Vi ricordate? L’avevamo soprannominato Raiset l’empio e osceno connubio che aveva dato vita a un monopolio assoluto dell’informazione e dell’intrattenimento, nel quale ogni trasmissione era un format fotocopia di un altro, grazie all’onnipotente occupazione militare attuata da società di ideazione e  produzione ormai a carattere multinazionale, o all’uso di taroccare prodotti di successo internazionale, dove si assisteva allo scambio continuo di vedette, intrattenitori e imbonitori che passavano da un’azienda all’altra, proprio d’altra parte come alcuni parlamentari  di riferimento, così come alla messa in comune di rubriche di una nomenklatura di opinionisti, pensatori, commentatori totalmente dediti alla narrazione, alla testimonianza e alla rappresentazione degli interessi delle maggioranze governative e della politica- spettacolo, sicché alle aule parlamentari si sono sostituiti i talkshow, ai tribunali per le cause civili Forum e per quelle penali la famigerata Leosini, in una aberrante volontà di farci vivere in una realtà parallela artificiale, con l’intento preciso di far regredire i cittadini in consumatori, perfino adesso che c’è ben poco da consumare.

Beh adesso a buon diritto può chiamarsi Raiset-Sette, perché proprio come nelle previsioni fosche delle sentinelle in piedi,  l’ immoralità crescente ha mutato l’unione di due in un triangolo perverso.
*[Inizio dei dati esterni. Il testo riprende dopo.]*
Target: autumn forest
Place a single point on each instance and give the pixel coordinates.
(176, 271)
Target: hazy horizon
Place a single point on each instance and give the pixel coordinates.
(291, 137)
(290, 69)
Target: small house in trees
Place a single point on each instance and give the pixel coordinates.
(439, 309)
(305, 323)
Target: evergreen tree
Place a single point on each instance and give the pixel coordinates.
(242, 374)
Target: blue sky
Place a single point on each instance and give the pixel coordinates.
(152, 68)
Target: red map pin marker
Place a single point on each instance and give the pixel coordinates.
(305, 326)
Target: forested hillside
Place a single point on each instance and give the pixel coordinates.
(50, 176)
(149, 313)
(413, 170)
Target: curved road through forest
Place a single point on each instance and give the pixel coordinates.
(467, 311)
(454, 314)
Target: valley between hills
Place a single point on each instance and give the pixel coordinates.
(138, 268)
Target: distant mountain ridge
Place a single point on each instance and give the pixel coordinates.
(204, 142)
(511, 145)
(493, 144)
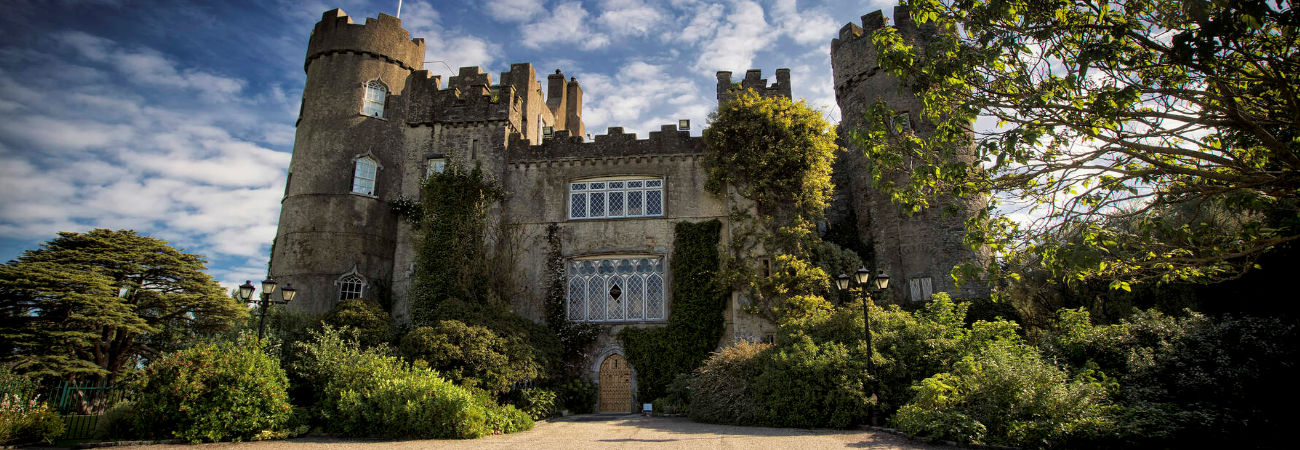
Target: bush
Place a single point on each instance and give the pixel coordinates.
(538, 403)
(1006, 394)
(472, 355)
(24, 418)
(577, 396)
(364, 392)
(372, 324)
(215, 392)
(719, 389)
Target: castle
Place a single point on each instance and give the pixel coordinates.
(373, 124)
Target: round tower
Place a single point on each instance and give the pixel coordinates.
(337, 232)
(919, 250)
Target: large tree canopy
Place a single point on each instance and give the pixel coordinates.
(1145, 139)
(89, 304)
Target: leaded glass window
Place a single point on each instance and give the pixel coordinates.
(638, 281)
(350, 286)
(375, 96)
(616, 198)
(363, 176)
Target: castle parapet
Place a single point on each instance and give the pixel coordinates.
(612, 143)
(753, 81)
(382, 38)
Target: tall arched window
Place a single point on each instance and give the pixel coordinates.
(375, 95)
(350, 285)
(364, 174)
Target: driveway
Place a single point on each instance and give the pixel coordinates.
(619, 432)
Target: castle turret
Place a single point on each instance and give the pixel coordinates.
(918, 251)
(336, 237)
(753, 81)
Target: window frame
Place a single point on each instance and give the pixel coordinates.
(597, 195)
(375, 174)
(580, 285)
(378, 102)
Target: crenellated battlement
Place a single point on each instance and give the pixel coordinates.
(754, 81)
(381, 38)
(612, 143)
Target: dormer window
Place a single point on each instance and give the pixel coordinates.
(364, 174)
(375, 96)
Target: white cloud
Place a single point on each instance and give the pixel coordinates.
(736, 40)
(514, 11)
(567, 25)
(629, 17)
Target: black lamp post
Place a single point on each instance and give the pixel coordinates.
(268, 286)
(859, 278)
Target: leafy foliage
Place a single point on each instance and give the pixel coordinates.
(696, 320)
(1006, 394)
(372, 324)
(472, 355)
(774, 151)
(215, 392)
(364, 392)
(1156, 139)
(91, 304)
(453, 252)
(24, 416)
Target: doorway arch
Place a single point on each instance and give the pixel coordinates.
(615, 385)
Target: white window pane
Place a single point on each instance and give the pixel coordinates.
(615, 204)
(597, 207)
(635, 204)
(577, 206)
(654, 203)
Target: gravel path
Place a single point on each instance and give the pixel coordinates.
(616, 432)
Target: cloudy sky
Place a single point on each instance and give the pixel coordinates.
(176, 119)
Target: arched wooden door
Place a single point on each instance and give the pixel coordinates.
(615, 385)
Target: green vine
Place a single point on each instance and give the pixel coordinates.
(696, 320)
(407, 208)
(575, 338)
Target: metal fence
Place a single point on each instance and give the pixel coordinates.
(82, 407)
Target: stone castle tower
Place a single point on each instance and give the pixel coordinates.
(918, 251)
(375, 124)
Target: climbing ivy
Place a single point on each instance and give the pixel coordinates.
(696, 319)
(575, 337)
(451, 247)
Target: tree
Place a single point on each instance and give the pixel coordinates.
(91, 304)
(1147, 139)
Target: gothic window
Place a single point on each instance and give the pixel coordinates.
(434, 165)
(616, 289)
(624, 197)
(350, 285)
(922, 289)
(363, 176)
(375, 96)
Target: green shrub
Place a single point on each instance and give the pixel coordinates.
(24, 416)
(1006, 394)
(372, 324)
(365, 392)
(472, 355)
(720, 388)
(538, 403)
(215, 392)
(577, 396)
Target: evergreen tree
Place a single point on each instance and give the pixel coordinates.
(91, 304)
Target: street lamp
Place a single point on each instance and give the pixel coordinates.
(268, 286)
(859, 278)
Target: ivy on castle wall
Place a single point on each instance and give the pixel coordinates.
(451, 247)
(575, 337)
(696, 320)
(776, 154)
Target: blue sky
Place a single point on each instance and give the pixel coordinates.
(176, 119)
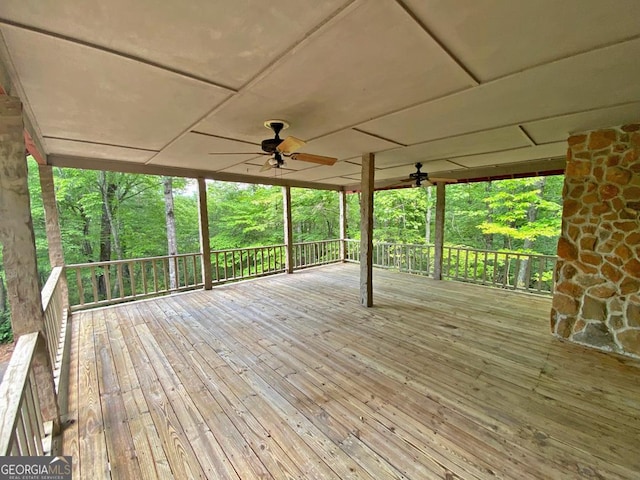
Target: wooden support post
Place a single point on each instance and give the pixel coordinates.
(343, 225)
(288, 229)
(205, 245)
(366, 230)
(54, 237)
(439, 240)
(19, 249)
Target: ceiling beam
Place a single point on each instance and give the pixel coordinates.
(84, 163)
(533, 168)
(10, 85)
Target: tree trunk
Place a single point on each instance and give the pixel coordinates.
(172, 243)
(427, 230)
(532, 216)
(108, 228)
(3, 297)
(488, 238)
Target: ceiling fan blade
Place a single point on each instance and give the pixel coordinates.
(238, 153)
(308, 157)
(394, 182)
(266, 166)
(290, 145)
(445, 180)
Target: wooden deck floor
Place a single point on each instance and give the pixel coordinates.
(288, 377)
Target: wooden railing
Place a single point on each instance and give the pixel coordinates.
(105, 283)
(38, 363)
(22, 430)
(501, 269)
(309, 254)
(55, 315)
(249, 262)
(511, 270)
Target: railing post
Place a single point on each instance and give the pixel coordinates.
(343, 225)
(366, 230)
(43, 370)
(204, 233)
(54, 238)
(439, 240)
(288, 229)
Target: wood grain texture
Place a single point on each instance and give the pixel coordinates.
(287, 377)
(366, 229)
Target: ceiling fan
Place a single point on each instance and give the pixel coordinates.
(419, 178)
(279, 149)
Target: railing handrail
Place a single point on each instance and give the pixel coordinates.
(312, 242)
(50, 286)
(235, 249)
(129, 260)
(470, 249)
(13, 388)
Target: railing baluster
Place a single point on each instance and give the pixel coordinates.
(132, 278)
(484, 269)
(185, 273)
(154, 266)
(94, 284)
(143, 271)
(107, 280)
(475, 267)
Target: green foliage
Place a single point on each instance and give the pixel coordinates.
(518, 215)
(6, 335)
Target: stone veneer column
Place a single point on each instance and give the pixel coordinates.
(597, 297)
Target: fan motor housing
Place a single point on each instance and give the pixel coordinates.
(270, 145)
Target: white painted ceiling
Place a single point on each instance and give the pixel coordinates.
(467, 87)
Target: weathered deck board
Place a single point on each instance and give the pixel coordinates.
(289, 377)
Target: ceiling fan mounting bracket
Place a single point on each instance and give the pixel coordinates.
(276, 125)
(419, 176)
(270, 145)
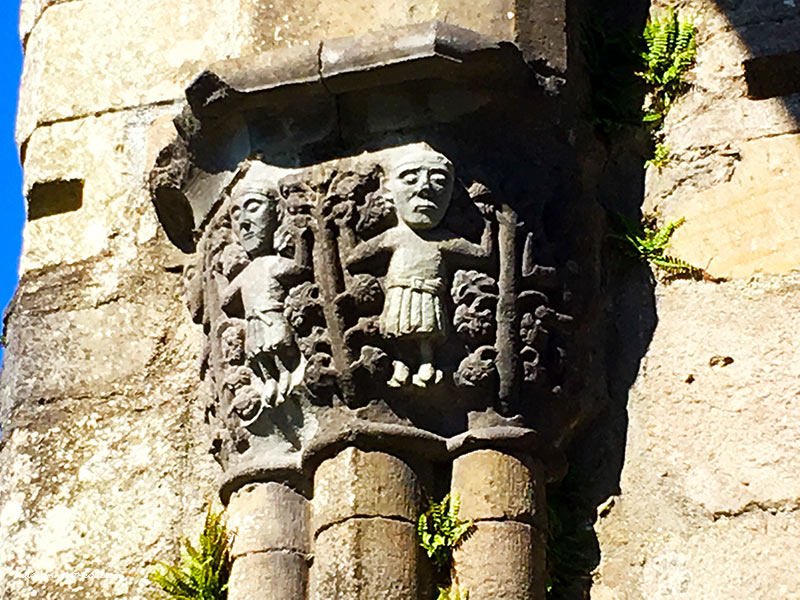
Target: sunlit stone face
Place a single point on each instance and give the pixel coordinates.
(421, 185)
(254, 214)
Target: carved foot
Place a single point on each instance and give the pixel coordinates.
(427, 375)
(400, 374)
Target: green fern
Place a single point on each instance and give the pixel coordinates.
(451, 593)
(650, 245)
(203, 571)
(660, 158)
(670, 52)
(441, 531)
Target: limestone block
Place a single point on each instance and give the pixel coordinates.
(109, 155)
(651, 547)
(269, 576)
(746, 224)
(716, 109)
(365, 559)
(83, 58)
(713, 415)
(96, 488)
(493, 485)
(268, 516)
(30, 11)
(501, 561)
(364, 484)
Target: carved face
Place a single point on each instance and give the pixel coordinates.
(421, 184)
(254, 208)
(254, 219)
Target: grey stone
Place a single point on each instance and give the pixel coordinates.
(494, 485)
(364, 484)
(268, 516)
(501, 561)
(364, 559)
(773, 68)
(269, 576)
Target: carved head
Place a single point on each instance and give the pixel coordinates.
(254, 207)
(420, 181)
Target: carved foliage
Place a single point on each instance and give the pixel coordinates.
(361, 292)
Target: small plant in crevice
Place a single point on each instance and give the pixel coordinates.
(202, 571)
(612, 55)
(660, 158)
(572, 550)
(441, 531)
(649, 243)
(670, 52)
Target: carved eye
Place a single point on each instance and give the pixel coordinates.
(438, 178)
(253, 204)
(409, 177)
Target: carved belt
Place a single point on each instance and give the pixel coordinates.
(419, 284)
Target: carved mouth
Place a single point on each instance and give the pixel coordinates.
(425, 207)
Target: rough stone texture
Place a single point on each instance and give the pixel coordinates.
(711, 456)
(102, 467)
(733, 169)
(150, 62)
(365, 559)
(269, 576)
(364, 484)
(742, 222)
(708, 495)
(103, 458)
(494, 485)
(109, 154)
(501, 561)
(268, 516)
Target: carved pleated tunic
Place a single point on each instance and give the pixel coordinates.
(414, 307)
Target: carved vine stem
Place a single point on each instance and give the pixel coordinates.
(507, 306)
(328, 270)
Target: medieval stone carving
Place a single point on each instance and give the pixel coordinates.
(369, 293)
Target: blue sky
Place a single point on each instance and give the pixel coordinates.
(13, 216)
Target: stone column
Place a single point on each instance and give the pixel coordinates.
(364, 514)
(504, 558)
(270, 550)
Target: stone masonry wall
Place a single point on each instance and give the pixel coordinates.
(709, 491)
(103, 466)
(103, 458)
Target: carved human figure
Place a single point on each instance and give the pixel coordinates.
(258, 291)
(420, 182)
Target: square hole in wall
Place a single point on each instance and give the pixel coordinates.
(54, 197)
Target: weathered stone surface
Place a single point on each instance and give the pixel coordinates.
(710, 489)
(720, 432)
(365, 559)
(364, 484)
(269, 576)
(716, 109)
(494, 485)
(659, 548)
(135, 66)
(268, 516)
(109, 154)
(30, 11)
(142, 65)
(740, 224)
(501, 561)
(98, 487)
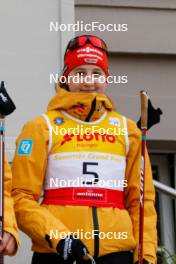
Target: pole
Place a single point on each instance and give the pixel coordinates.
(2, 128)
(6, 107)
(144, 122)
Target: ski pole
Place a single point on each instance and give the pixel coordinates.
(6, 107)
(144, 122)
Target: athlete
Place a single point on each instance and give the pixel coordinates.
(9, 243)
(77, 171)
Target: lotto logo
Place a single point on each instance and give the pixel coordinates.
(25, 147)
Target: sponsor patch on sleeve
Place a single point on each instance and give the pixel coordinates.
(25, 147)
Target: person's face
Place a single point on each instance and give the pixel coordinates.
(90, 79)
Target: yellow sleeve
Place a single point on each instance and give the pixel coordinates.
(28, 178)
(10, 224)
(132, 194)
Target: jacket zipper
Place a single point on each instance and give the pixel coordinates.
(94, 209)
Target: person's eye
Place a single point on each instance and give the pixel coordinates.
(80, 72)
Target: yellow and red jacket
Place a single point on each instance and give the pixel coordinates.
(43, 155)
(10, 224)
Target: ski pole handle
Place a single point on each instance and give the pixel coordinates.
(144, 109)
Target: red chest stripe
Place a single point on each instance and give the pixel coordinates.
(98, 197)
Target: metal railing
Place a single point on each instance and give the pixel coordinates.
(160, 187)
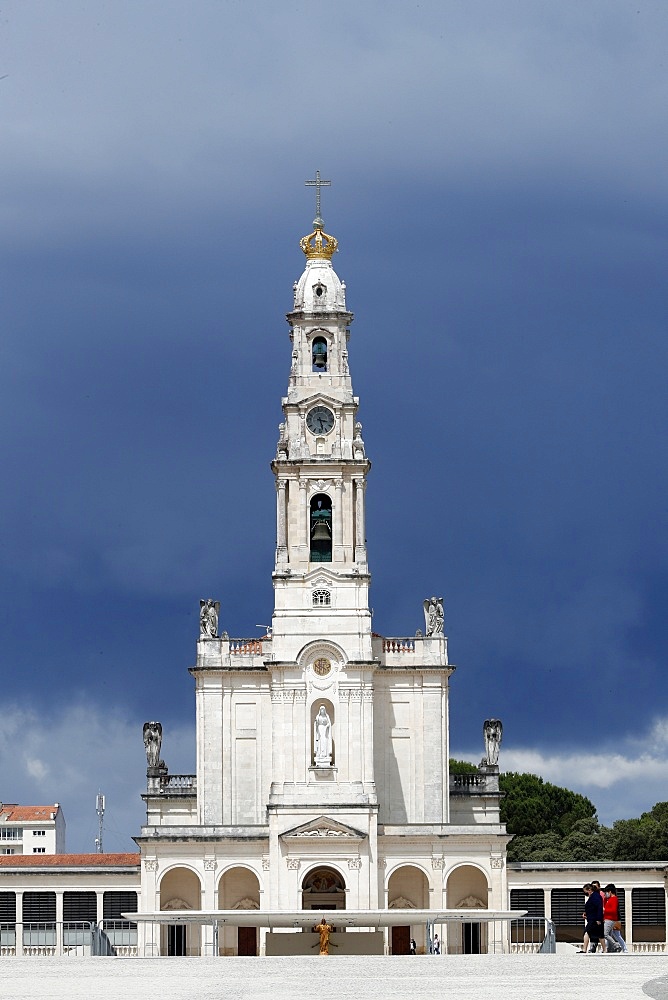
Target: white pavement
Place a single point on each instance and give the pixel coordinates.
(462, 977)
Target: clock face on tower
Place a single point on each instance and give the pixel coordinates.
(320, 420)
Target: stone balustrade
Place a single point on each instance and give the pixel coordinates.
(413, 651)
(183, 784)
(245, 647)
Eh si, la Sette ha tutte le sue robette in ordine per competere fintamente e invece contribuire festosamente al consolidamento di una ideologia senza idee e valori, se non quelli monetari del profitto, dello sfruttamento, dell’avidità e del conformismo. Così ha le sue “tribune politiche” nelle quali si avvicendano frettolosamente gli stessi politici e opinionisti che vorrebbero possedere il dono dell’ubiquità, del simultaneismo marinettiano per recitare la loro tiritera in contemporanea a Omnibus, Agorà, a Otto e mezza, a Di Martedì, a Tagadà, alla Viyta in Diretta e così via. Dovendosi invece accontentare di prendere al volo un taxi, o un’auto blu, per correre dietro alla programmazione a i palinsesti, pur di esistere, dispiegare il loro ego, farsi riconoscere dall’autista del medesimo taxi o dal salumiere: l’ho vista in televisione, che resta una gratificazione tra le più appetite e desiderate dagli uomini pubblici.

Ha le sue trasmissioni “cassamortare”, le dirette con la conta dei morti e il calcolo dei disastri, i suoi inviati che recitano le agenzie locali, con il fermo immagine su di loro che si lagnano del caldo, del freddo, del sonno, che il “diritto a informare” pare sia più arduo del dovere di informare, negletto come un vecchiume del passato, ha le sue fiction edulcoranti, i suoi angeli in miniatura edificanti, i suoi masterchef, tutti zenzero e Wasabi, i suoi commissari, i suoi “delittologi”. E ha avuto la definitiva consacrazione il Porta a Porta della sua Vespa, dalla quale aspettiamo con ansia l’ostensione dei plastici, che quella  delle sacre reliquie l’abbiamo già avuto ieri, in uno speciale dell’Aria che Tira direttamente dal marchettificio, dedicato alle Mamme e a un libro istantaneo della Merlino, e che ha ospitato alcune mummie eccellenti. Si trattava di relitti in possesso della protervia e dell’autorità morale di chi ha creduto che Ruby fosse la nipote di Mubarak, che non ci fosse nulla di male nel  favorire gli intrallazzi di un amico di famiglia, talmente assiduo e  affettuoso da aver assolto da “padrino di laurea” con annesso dono di orologio d’oro. Altri in piena recherche proustiana, doviziosa di madeleine commoventi, di gratitudine per l’accettazione di inclinazioni non conformiste, con l’unica omissione del caso Ilva. Su tutte, a parlare della Mamma, con accenti lirici e epici al tempo stesso, è spiccata  la testimonianza di Berlusconi, davanti a una intervistatrice adorante, estatica, compiaciuta e grata per l’onore riservatole, che così l’ha innalzata ai vertici della D’Urso.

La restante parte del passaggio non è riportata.